Bit late with the blog this week due to the bank holiday and my birthday – yay! I went home for the weekend to see the parents and went to see the amazing Tyntesfield which is somewhere south-ish of Bristol, I don’t know where really! Anyway this property and its estate were unusually bought by the National Trust in 2001 rather than bequeathed with a dowry, which is usually the only way they will take anything. I’m not 100% certain of the situation but basically rather than letting it fall into the hands of private owners (Kylie was interested apparently!!) Bristol Council raised and gave a lot of money so the NT could buy it under the understanding that the house must be open during the restoration so visitors could go straight away rather than waiting 6 years and also see what it takes to restore and catalogue an amazing old house like this. When I went a few years ago they only had a few of the rooms open and some of the front was covered in scaffolding (apparently the biggest free standing scaffold structure in Europe) but that’s all done now and loads more of the house is open looking amazing and they have a fancy visitor centre with a rather excellent second hand book shop. (I bought The Prime of Miss Jane Brodie by Muriel Spark and The Mambo Kings Play Songs of Love by Oscar Hijuelos for a pound each in case you’re interested!!!).

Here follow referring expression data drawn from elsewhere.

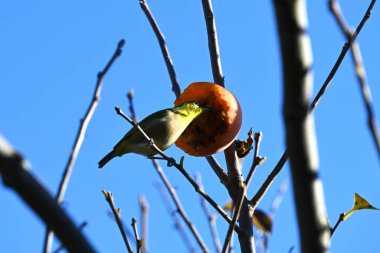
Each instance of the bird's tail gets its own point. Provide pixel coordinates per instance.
(106, 159)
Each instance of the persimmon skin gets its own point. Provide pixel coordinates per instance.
(215, 129)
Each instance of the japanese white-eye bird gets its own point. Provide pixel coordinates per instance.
(164, 127)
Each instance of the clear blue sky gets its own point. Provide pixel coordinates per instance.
(52, 51)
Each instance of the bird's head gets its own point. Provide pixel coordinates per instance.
(191, 109)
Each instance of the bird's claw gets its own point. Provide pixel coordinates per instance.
(151, 142)
(171, 162)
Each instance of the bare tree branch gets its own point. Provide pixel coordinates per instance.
(360, 73)
(213, 43)
(234, 219)
(342, 54)
(130, 95)
(177, 222)
(116, 213)
(299, 124)
(137, 237)
(235, 180)
(235, 189)
(15, 173)
(79, 140)
(256, 158)
(144, 221)
(219, 171)
(164, 49)
(178, 204)
(268, 182)
(263, 189)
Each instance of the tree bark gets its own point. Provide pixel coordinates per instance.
(300, 134)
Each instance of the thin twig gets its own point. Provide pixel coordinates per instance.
(180, 209)
(256, 159)
(79, 140)
(137, 237)
(164, 49)
(144, 221)
(80, 227)
(116, 212)
(263, 189)
(235, 217)
(16, 175)
(278, 199)
(219, 171)
(342, 54)
(131, 107)
(271, 177)
(360, 73)
(341, 216)
(177, 222)
(213, 43)
(172, 162)
(210, 218)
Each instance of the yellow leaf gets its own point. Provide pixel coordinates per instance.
(359, 203)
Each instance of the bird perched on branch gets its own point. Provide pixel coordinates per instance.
(164, 127)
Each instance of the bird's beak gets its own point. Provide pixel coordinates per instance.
(203, 107)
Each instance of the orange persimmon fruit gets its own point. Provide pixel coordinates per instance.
(215, 129)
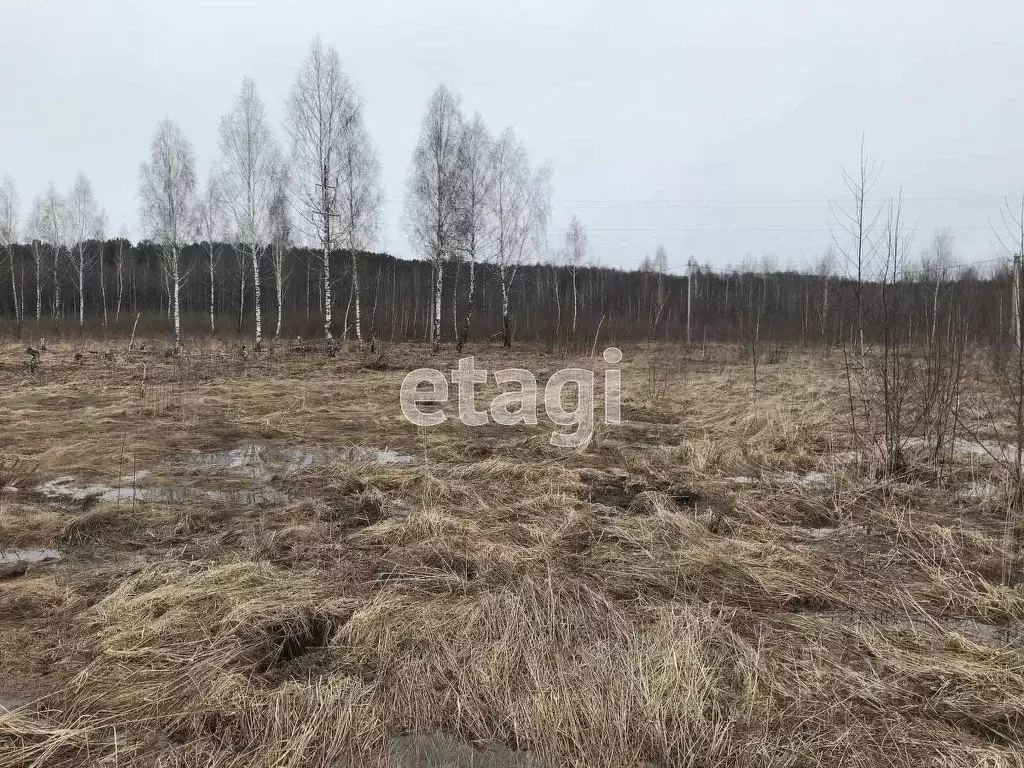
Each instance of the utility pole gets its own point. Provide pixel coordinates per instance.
(689, 297)
(1015, 308)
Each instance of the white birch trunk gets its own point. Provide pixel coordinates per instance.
(175, 299)
(256, 294)
(39, 288)
(102, 287)
(279, 285)
(355, 294)
(438, 286)
(327, 293)
(213, 325)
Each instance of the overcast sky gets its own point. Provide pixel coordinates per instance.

Anyhoo we practically ran to the prints and drawings room and cowered there until it was time to go home but luckily they have had some great little shows on their recently and its always a joy. This time it was something to do with Australia. I’m not quite sure what this whole BM-Australia obsession is about at the mo but they do seem to be all antipodean-ed up, and why not I say. This show was therefore a bit of an overview of some of the prints to come out of Australia since the beginning of the 20th century, or something. There was some nice stuff in there in particular the work of Rick Amor, John Brack, Edwin Fabian and Ludwig Hirschfeld Mack. The exhibition talked a lot, especially at the beginning, about the gaining notoriety of aborigine artists and print makers but to be honest I thought that was a bit of PC PR wank as there were hardly any of them in the show from what I can tell. What I did find incredibly interesting was the background it gave to artists such as Fabian and Mack which gives an insight into a rather shameful chapter in 20th century British history. Both had fled Nazi Germany, where Mack had been a student at the Bauhaus, to England and were then, with the outbreak of war, put on the now infamous Dunera along with hundreds of other ‘enemy aliens’ and shipped off to Australia where they were kept in no doubt pretty unpleasant internment camps, I would assume until the war was over. I didn’t know that this happened or anything about the ‘Dunera boys’, many of whom were granted Australian citizenship and stayed. Some of their images of the camps are truly haunting.
I could go into a lot more detail about the show but frankly I cant be bothered as although enjoyable it wasn’t ALL THAT. So off I go for another week – bye!!